LIMA (Reuters) – A team of archeologists have discovered the ruins of what appears to be a 4,000-year-old ceremonial temple buried in a sand dune of northern Peru, alongside skeletal human remains which may have been offerings for religious rituals.
The ruins were discovered in the sandy desert district of Zana, in the South American country’s Lambayeque region, a short stretch from the Pacific Ocean and some 780 km (484 miles) north of the capital Lima.
“We are still waiting for radio-carbon dating to confirm the date, but the evidence suggests this religious construction could be part of a religious tradition of temples built on Peru’s northern coast during that period,” said Luis Muro, an archeologist from Peru’s Pontifical Catholic University who led the research.
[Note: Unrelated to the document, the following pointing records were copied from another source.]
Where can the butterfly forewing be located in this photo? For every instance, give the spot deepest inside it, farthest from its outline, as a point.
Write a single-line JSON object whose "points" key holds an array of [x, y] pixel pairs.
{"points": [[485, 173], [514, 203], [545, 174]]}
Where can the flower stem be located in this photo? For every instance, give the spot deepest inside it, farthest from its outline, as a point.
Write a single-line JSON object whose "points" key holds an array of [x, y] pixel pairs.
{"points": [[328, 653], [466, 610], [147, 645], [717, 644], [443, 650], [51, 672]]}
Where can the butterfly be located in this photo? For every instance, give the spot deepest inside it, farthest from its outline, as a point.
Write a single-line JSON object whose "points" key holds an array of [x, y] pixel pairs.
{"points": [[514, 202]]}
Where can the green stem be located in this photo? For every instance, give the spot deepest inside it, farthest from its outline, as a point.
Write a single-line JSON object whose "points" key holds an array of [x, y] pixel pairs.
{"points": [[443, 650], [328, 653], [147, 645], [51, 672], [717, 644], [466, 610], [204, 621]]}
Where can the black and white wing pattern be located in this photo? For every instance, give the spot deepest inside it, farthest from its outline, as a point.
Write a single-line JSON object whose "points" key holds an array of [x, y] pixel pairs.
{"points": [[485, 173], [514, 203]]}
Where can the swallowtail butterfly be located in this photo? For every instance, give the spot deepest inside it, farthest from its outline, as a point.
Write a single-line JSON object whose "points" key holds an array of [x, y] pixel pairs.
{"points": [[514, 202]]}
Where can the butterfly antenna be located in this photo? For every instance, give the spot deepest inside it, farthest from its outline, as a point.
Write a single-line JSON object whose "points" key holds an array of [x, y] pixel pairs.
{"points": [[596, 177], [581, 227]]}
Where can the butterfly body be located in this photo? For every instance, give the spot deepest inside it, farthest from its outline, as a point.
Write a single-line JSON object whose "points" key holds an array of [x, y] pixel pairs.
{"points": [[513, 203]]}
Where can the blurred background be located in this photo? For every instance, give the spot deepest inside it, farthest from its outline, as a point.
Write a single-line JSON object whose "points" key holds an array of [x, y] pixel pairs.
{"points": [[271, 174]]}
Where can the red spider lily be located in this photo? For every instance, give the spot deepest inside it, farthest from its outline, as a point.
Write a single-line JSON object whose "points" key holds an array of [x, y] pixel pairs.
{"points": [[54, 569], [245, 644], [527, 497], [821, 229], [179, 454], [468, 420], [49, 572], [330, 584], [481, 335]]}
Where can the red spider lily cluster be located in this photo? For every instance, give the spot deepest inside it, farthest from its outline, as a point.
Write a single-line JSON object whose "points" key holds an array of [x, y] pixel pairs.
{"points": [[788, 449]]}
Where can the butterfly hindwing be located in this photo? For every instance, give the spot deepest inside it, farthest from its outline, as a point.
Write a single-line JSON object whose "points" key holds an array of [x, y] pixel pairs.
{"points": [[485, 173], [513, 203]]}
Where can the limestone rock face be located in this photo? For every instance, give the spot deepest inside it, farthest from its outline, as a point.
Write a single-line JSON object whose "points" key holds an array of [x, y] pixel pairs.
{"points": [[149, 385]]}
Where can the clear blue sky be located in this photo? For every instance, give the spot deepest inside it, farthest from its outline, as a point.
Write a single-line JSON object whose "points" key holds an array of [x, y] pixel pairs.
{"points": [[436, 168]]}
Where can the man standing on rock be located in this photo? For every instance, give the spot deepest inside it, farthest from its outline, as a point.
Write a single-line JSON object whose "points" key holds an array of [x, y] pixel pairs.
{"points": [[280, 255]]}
Muro’s team found the skeletal remains of three adults between the walls and bases of what was once a multi-story structure, one of which was accompanied by offerings and possibly wrapped in a kind of linen or clothing, he said.
One of the temple walls sports a high-relief drawing of a mythological figure with a human body and a bird’s head, a design which Muro said predates the pre-Hispanic Chavin culture which populated the central Peruvian coast for over half a millennia from around 900 BC.
Muro said remains of what might have been another temple were found in another excavation nearby, this one belonging to the late Moche culture, which arose about 1,400 years ago across the country’s northern coast.
Northern Peru is home to the ruins of ceremonial complexes such as the Sacred City of Caral, about 5,000 years old, while southern Peru’s Ica region hosts the Nazca lines, mysterious geoglyphs carved into the desert more than 1,500 years ago.
Peru’s most prominent archaeological site is the Incan citadel Machu Picchu, nestled in the mountainous Cusco province, a World Heritage site which was built in the mid-15th century.